I have no information about how this incident came to be but I can confidently predict that people will blame it on greedy execs and sloppy devs, regardless of what the actual details are. And they will therefore learn nothing from the details.
@norootcause spoiler: it will turn out to be a process gap, as almost always, and people will waste a lot of time looking for an individual to blame
@norootcause one of my favorite thought exercises here is "let's say this was entirely due to one person's total failure to follow process, or even acting with malice: it's still a process gap if one single person's actions (or lack thereof) have the potential to cause this kind of outage.”
It's always a process gap.
@darkuncle @norootcause
I am guessing that CloudStrike doesn't do gradual rollout, which would seem to be a well-known best practice. (Of course it costs extra to develop and use such a system)

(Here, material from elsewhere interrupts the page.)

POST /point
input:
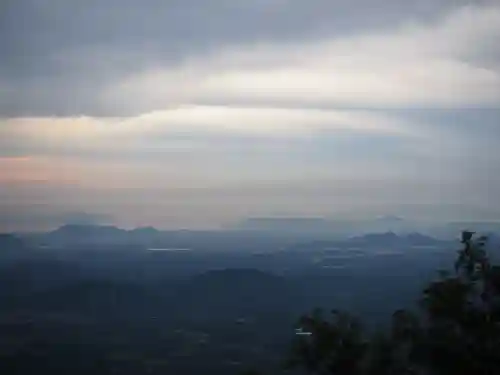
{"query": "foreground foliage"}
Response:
(456, 331)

@PeterLudemann @norootcause post-mortem on this is going to be interesting
@norootcause Also DEI, Biden, etc.
@Bobsee @norootcause You forgot Bill Gates.
@rpetre True enough
@norootcause It's way too public and people need that simple answer. :(
@dtauvdiodr I wouldn’t be surprised if there was a congressional hearing!
@norootcause honestly, I'm really hoping we eventually learn what mitigations they put in place. It's all well and good for us to say you should have secondary access channels or automated rollbacks or whatever else. But that's a hard enough problem in userspace application code. How do you even do these things in the bootloader?